Using that eliminates all normalization from in mouseMoveEvent except to get the arcballVectors themselves.

Answer 2

The quaternion formed using the bisector would already be of unit length, thus normalizing it again is redundant. From the definition of cross product we know that the result would be a unit vector perpendicular to the operands scaled by the product of the magnitudes of the operands and sine of angle between them (θ½ here). However, that's exactly what we need in this case i.e. |1 * 1 * sin(θ½)| A, where A is the unit axis of rotation.
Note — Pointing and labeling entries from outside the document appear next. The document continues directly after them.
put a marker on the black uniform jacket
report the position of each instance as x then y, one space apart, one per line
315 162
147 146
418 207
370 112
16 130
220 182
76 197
A quaternion formed using a unit axis and some angle would be a unit quaternion:

q = [cos θ½, sin θ½ A]
‖q‖ = √(cos² θ½ + sin² θ½ ‖A‖²)
‖q‖ = 1

        //use bisector to get half-angle cos and sin from dot and cross product
        // for quaternion initialisation
        QVector3D vec3 = vec1+vec2;
        vec3.normalize ();
        QVector3D rotaxis = QVector3D::crossProduct (vec1, vec3);
        double cos = QVector3D::dotProduct (vec1, vec3);

        QQuaternion quat (cos,rotaxis);
        // quat.normalize ();

In the double quaternion lerping solution you'd normalize the quaternion while in the bisector solution you'd normalize the bisector. Thus both methods are almost equal, except that the latter method may slightly be slower since it involves vector addition as opposed to just the scalar addition in the former method.